精霊魔法は……な魔法


「そろそろ終わりにしましょう」
 男が諭すようにつぶやく。だが、後ろにいる女は黙ったまま男を見ているだけである。
 辺りに人気のない一室。そこには彼ら以外の人間は存在していなかった。
「こんなことを続けていても意味がないと思ういます」
 男は女に背を向け、目の前の蝋燭に目を離さぬように、なおもつぶやき続ける。「お願いです。僕の言うことに従って下さい」
 男は言い終わると相手の出方を見るように押し黙る。一息おいて……
「確かに……」
 不意に女が静かにつぶやく。「確かに今のまま、ただ時間を費やすのに意味はないと思う。でも、だからといってあなたの言うことに従いたいとは思えないの」
 次の瞬間、女は男から目を逸らす。「だって……だって私にだってプライドってものがあるのよ。そりゃあ精霊にプライドがあるなんて初耳でしょうけど……私も初耳だけど。でも確かにプライドがあって、当然ミハイルのような見習い精霊使いの言いなりになるなんて、私のプライドが許せないのよ」
「……あの」
「私だってこんな所にいたいとは思わない。他の人の……そう例えば後ろにいる、美人で精霊を扱うのが上手なアディラさんのような人なら、なんでも言うことを訊いてしまうのに」
「……ちょっと」
「それなのに、ミハイルみたいなヘッポコに言うこと訊けと命令されるなんて……ああ、なんて私は不幸なのかしら」
「ちょっと、アディラさん」
「きっと私は精霊界一不幸な精霊なのね」
「アディラさんってば!」
「どうしたのヘッポコ精霊使い?」
「誰がヘッポコですか!」
「あなたがに決まってるでしょう。……で、なによ」
「横から変な口挟まないで下さい」
「変な口?ああ、聞いてたんだ。でも、私は本当のこと言ったつもりだけど」
「本当のこと?」
「そっ、本当のこと。私はそこにいる可哀想な火の精霊の代弁者になってあげただけよ」
 そう言うと、アディラは蝋燭に灯っている炎に目を移す。「きっと、あそこにいる火の精霊は不幸だって思っている……間違いないわ。だってあんたのことをヘッポコ精霊使いって言っているもの」
「はぁ……でも、精霊が人語を解するなんて初耳なんですけど」
「えぇ、私も初耳よ。でも、さっきそのことが証明されたの」
「証明って……」
「だって、あなたさっきから精霊に話しかけているじゃない。人語で」
「それは……」
「……ふん。上っ面で精霊を操ろうとしてるから、そういう訳解らない行動をとってしまうのよ。いい、精霊は心で操るの。操るのに言葉は一言もいらないの」
 アディラは蝋燭に近づき、側にあった楊枝をつまみ上げて蝋燭に近づける。次の瞬間、炎が二つに分かれて一方が楊枝に吸い込まれた。「ざっとこんなもんよ」
 そう言うと彼女は楊枝から突然火を灯らせる。「ミハイルもマッチ作る程度、早くマスターしなさいよ」
 楊枝のような小さな物に火の精霊を宿らせて、念じるだけでそこに火を灯すことができる道具。これを彼らはマッチと呼ぶ。

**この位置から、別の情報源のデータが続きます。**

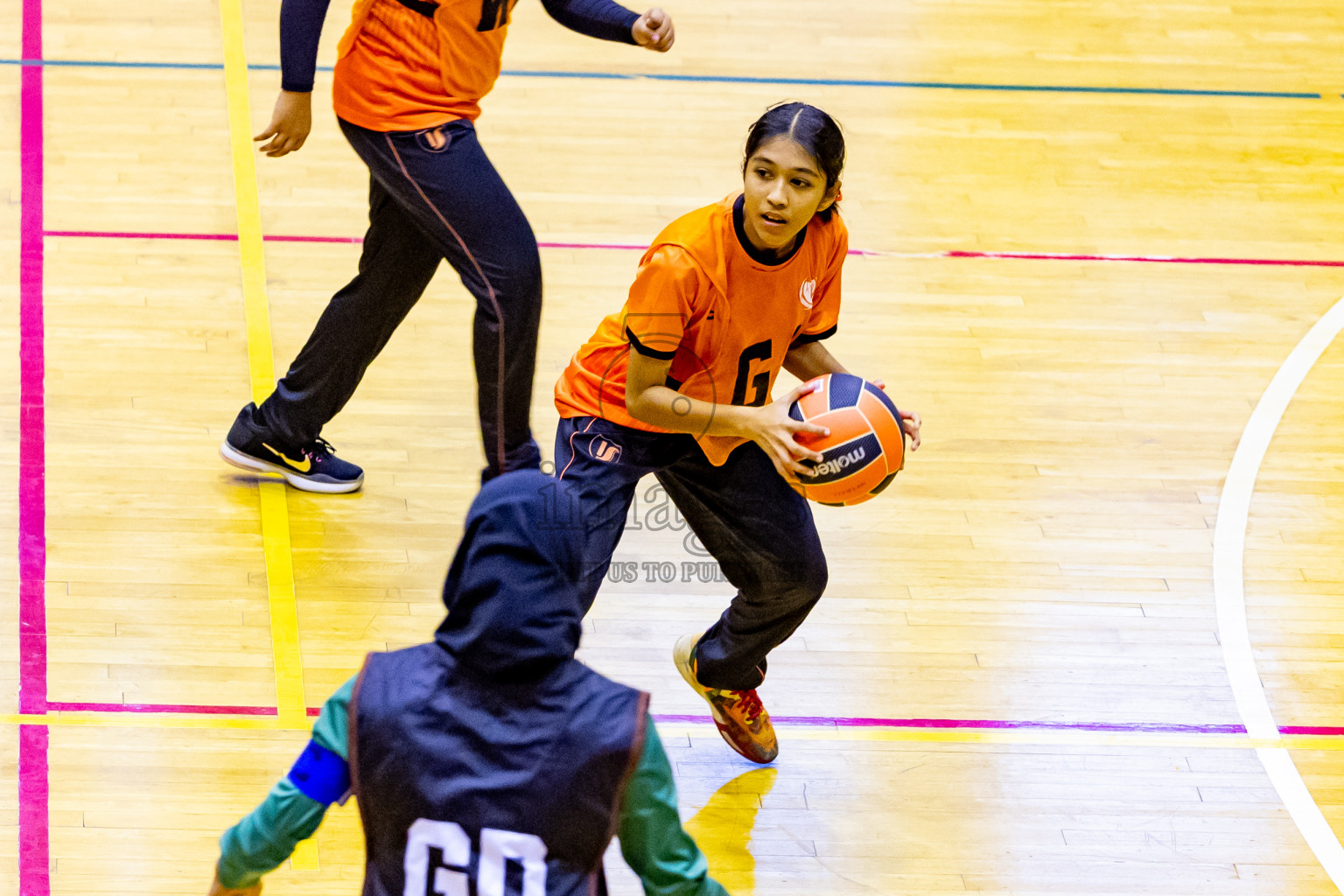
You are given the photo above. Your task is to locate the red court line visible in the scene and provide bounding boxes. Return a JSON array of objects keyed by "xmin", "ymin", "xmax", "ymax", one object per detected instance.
[{"xmin": 43, "ymin": 230, "xmax": 1344, "ymax": 268}]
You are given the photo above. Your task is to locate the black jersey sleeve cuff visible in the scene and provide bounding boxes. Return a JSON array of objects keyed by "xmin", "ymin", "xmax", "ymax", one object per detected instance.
[
  {"xmin": 789, "ymin": 324, "xmax": 840, "ymax": 348},
  {"xmin": 625, "ymin": 326, "xmax": 676, "ymax": 361}
]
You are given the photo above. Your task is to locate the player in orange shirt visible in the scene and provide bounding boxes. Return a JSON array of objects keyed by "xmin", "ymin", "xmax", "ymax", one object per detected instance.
[
  {"xmin": 555, "ymin": 102, "xmax": 920, "ymax": 763},
  {"xmin": 219, "ymin": 0, "xmax": 675, "ymax": 492}
]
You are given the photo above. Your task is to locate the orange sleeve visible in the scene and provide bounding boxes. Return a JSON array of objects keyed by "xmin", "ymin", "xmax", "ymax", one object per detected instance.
[
  {"xmin": 790, "ymin": 218, "xmax": 850, "ymax": 348},
  {"xmin": 621, "ymin": 246, "xmax": 700, "ymax": 360}
]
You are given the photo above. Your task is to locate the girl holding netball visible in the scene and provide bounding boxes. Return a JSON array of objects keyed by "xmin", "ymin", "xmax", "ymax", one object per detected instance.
[{"xmin": 555, "ymin": 102, "xmax": 920, "ymax": 763}]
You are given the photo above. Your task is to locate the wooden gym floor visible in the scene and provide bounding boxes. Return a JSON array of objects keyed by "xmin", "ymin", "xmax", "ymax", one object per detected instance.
[{"xmin": 0, "ymin": 0, "xmax": 1344, "ymax": 896}]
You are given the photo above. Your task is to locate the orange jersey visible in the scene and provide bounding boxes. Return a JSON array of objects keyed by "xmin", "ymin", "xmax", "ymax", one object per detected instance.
[
  {"xmin": 332, "ymin": 0, "xmax": 517, "ymax": 130},
  {"xmin": 555, "ymin": 195, "xmax": 850, "ymax": 466}
]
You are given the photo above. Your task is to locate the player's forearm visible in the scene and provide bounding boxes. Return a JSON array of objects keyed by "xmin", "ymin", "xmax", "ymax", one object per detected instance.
[
  {"xmin": 542, "ymin": 0, "xmax": 640, "ymax": 43},
  {"xmin": 783, "ymin": 342, "xmax": 850, "ymax": 383},
  {"xmin": 625, "ymin": 386, "xmax": 755, "ymax": 438},
  {"xmin": 279, "ymin": 0, "xmax": 331, "ymax": 93},
  {"xmin": 215, "ymin": 779, "xmax": 326, "ymax": 889}
]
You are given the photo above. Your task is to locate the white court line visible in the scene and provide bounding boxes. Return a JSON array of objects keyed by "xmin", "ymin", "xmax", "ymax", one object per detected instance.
[{"xmin": 1214, "ymin": 298, "xmax": 1344, "ymax": 892}]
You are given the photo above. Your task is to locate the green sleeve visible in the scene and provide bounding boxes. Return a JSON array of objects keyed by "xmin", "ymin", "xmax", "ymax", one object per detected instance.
[
  {"xmin": 216, "ymin": 678, "xmax": 355, "ymax": 889},
  {"xmin": 617, "ymin": 718, "xmax": 729, "ymax": 896}
]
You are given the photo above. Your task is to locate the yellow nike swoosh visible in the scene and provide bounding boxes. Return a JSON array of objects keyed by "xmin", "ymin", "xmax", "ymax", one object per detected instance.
[{"xmin": 261, "ymin": 442, "xmax": 313, "ymax": 472}]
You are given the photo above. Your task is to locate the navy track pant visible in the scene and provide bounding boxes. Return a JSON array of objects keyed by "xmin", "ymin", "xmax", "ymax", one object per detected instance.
[
  {"xmin": 256, "ymin": 121, "xmax": 542, "ymax": 480},
  {"xmin": 555, "ymin": 416, "xmax": 827, "ymax": 690}
]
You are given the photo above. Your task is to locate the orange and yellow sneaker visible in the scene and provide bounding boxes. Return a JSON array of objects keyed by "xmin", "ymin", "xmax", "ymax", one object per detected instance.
[{"xmin": 672, "ymin": 634, "xmax": 780, "ymax": 765}]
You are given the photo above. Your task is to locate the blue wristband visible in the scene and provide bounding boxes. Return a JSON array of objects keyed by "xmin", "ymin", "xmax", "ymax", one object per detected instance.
[{"xmin": 289, "ymin": 740, "xmax": 349, "ymax": 806}]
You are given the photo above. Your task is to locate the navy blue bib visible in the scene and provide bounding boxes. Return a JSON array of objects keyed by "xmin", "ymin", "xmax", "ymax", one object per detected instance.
[{"xmin": 349, "ymin": 643, "xmax": 648, "ymax": 896}]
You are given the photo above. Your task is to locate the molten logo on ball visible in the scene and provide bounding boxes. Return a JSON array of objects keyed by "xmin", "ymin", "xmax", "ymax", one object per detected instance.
[{"xmin": 789, "ymin": 374, "xmax": 906, "ymax": 504}]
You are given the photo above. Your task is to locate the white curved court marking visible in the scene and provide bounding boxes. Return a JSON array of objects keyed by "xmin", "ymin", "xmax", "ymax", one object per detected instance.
[{"xmin": 1214, "ymin": 292, "xmax": 1344, "ymax": 892}]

「全く。こんな簡単な付与魔法すらできないなんて……なんでカレラ様は、こんなヘッポコを弟子にとったのかしら」
「すみませんね……こんなので」
「自覚してるならさっさと結論出しなさい。こんなことにずっとつきあわされてる、こっちの身にもなって欲しいわ」
「結論?」
「そっ。さっさとマッチを作るか、諦めて泣いてここを出て行くかよ」
「……わかってますよ。だからもう変な口挟まないで下さい」
 そう言うと、ミハイルはもう一度蝋燭の炎へと目を移す。そして数時間が経過する……
「よし!そこ!」
 突然、ミハイルが声を上げる。「そう!そのまま!別れろ!」
「なに?どうしたの?」
 アディラはハッとした顔でミハイルの方を見る。どうやらつきあい疲れで、うたた寝していたらしい。慌てて彼の所へ近づくと、どうやら今まさに、火の精霊が炎から離れようとしているところであった。
「行けー!」
 ミハイルが叫んだ瞬間、炎の片割れが彼の持っていた楊枝へとすーっと吸い込まれる。「やった!」
 ミハイルは楊枝を持たない方の腕でガッツポーズをしてみせる。
「……終わったわね」
 アディラがボソリとつぶやく。「これでやっと、見習い精霊使いのお守りから解放されるわ」
「はい!部屋でゆっくり休んで下さい!」
「言われなくてもそうさせてもらうわよ。でも、その前に……」
「その前に?」
「火の精霊の発動の確認。念じて炎を灯らせてみなさい。そのマッチの先から」
「へっ?あ、あぁそうですね。でも大丈夫でしょう。確かに精霊が宿ったことは確認したんですから」
「……いいからやんなさい」
「わかりましたよ。全くアディラさんは疑り深いんだから」
 ブチブチ言いながら、ミハイルはマッチに炎を灯らせた。「これでいいですか?」
「よろしい。じゃ私は帰って寝るから」
 そう言うとアディラは軽く背伸びをして、部屋を後にするのであった。(まっ、これであのマッチが危険な物でないと証明された訳だし、カレラ様には安心して見せられるってものだわ。なんと言っても付与魔法の最も怖い所は、宿らせた精霊を発動させた瞬間、精霊自身が暴走した時なんだから)

「カレラ様が帰ってくるわ」
 アディラは言いながらミハイルの部屋へ入る。「あなたも昨日の完成したマッチを用意して……」
 そこでアディラは言葉を詰まらせる。部屋に入るなりミハイルの姿がどこにも見当たらないのだ。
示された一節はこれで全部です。